Pregnancy diet chart month by month
a pregnant woman in the seventh month.


 In the fourth month of pregnancy, some things change, such as continuous vomiting and loss of appetite, so that the pregnant woman begins to regain her appetite, and therefore, the appropriate foods must be chosen for this period, as we mentioned previously. At the beginning of the seventh month, other changes will begin, such as an increase in the size of the fetus, and from here the psychological preparations for childbirth begin. During this stage, you should pay attention to your diet, because it is the only one responsible for reducing the feeling of heartburn, bloating, and constipation as a result of the increase in the size of the fetus. Thus, you can follow the following system :

The breakfast:

  • a glass of milk.
  • A piece of whole wheat bread.
  • eggs.
  • fruit fruit.
  • A piece of low-fat cheese.
  • Vegetables as desired.

 The lunch:

  • Sliced ​​chicken, fish, or grilled meat, you can also replace the meat with a plate of legumes such as beans or chickpeas.
  • plate of salad
  •  A type of starchy bread, rice, or pasta.

 Dinner:

  •  A cup of yogurt.
  • Two fruits, a glass of milk with 3 dates, a cheese sandwich, or a plate of lentil soup.

 Snacks: For snacks, you can eat throughout the day, such as fruits, nuts, and vegetables, and it is better to stay away from fast food.
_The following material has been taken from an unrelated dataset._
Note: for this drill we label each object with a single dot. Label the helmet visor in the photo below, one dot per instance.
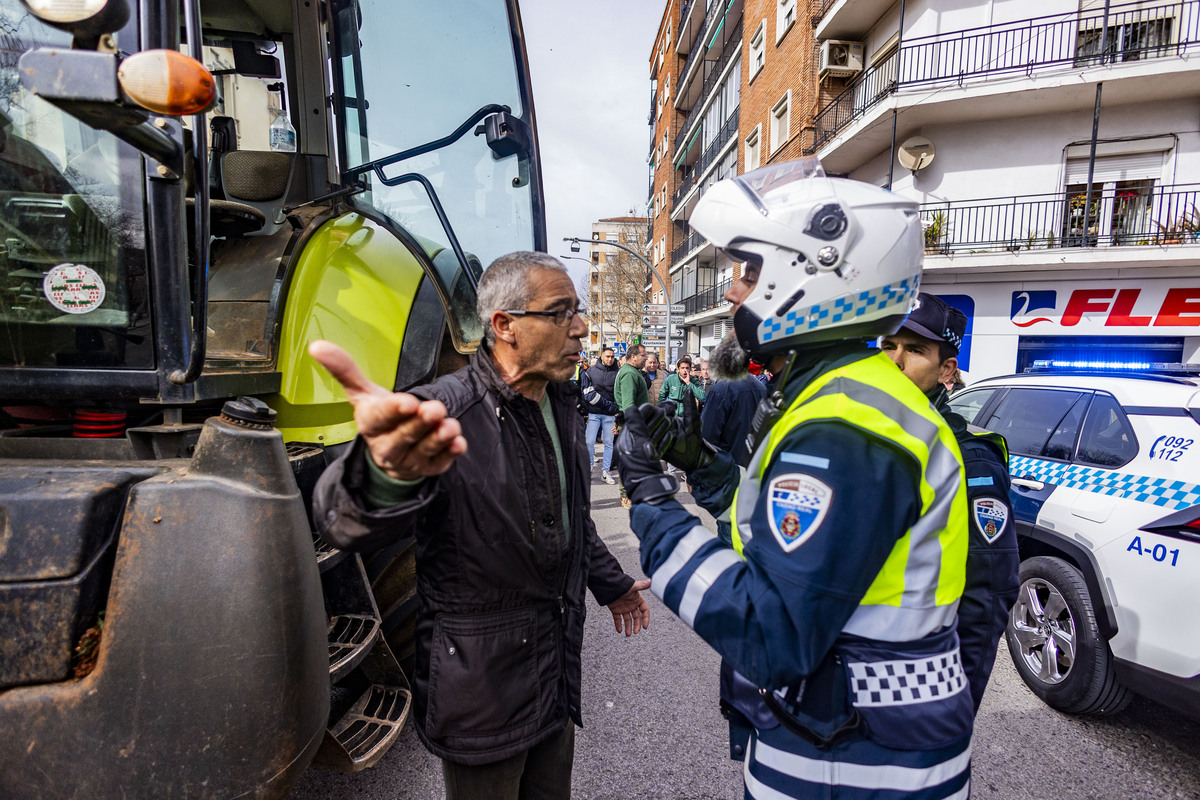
(760, 182)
 3_8 Snack Ideas for Pregnant Pregnant Feeding Tips in the Final Months:

Pregnancy diet chart month by month
The last months of pregnancy


Of course, when reaching the last months of pregnancy, a pregnant woman must take care of proper and healthy nutrition, in order to alleviate the symptoms of pregnancy and false birth colic, and also to ensure breastfeeding after childbirth.

  • Plenty of calcium sources, such as milk and its derivatives, maintain the health of your bones and form the milk needed to breastfeed your child.
  • Reduce as much as possible from fatty and fried foods to avoid any weight gain
  • Make sure to drink plenty of fluids and on the other hand reduce the sources of sodium that we find in salt, canned foods, sauces, and pickles, in order to get rid of the feeling of bloating.
  •  To avoid constipation during pregnancy, you should eat more fiber.
  • Divide food into light meals throughout the day to avoid feeling bloated.
  • Avoid fatty and fried foods that may cause heartburn, in addition to prenatal anemia.
  •  Eat meat and chicken, and iron-rich foods such as lentils and other legumes, as well as leafy vegetables such as spinach, and eat lemons, oranges, and green peppers, which are sources of vitamin C.
  • And finally, stay away from all the anti-stress and inconvenience. You can also practice yoga and relaxation exercises. This will help you a lot to give birth naturally and without mothers.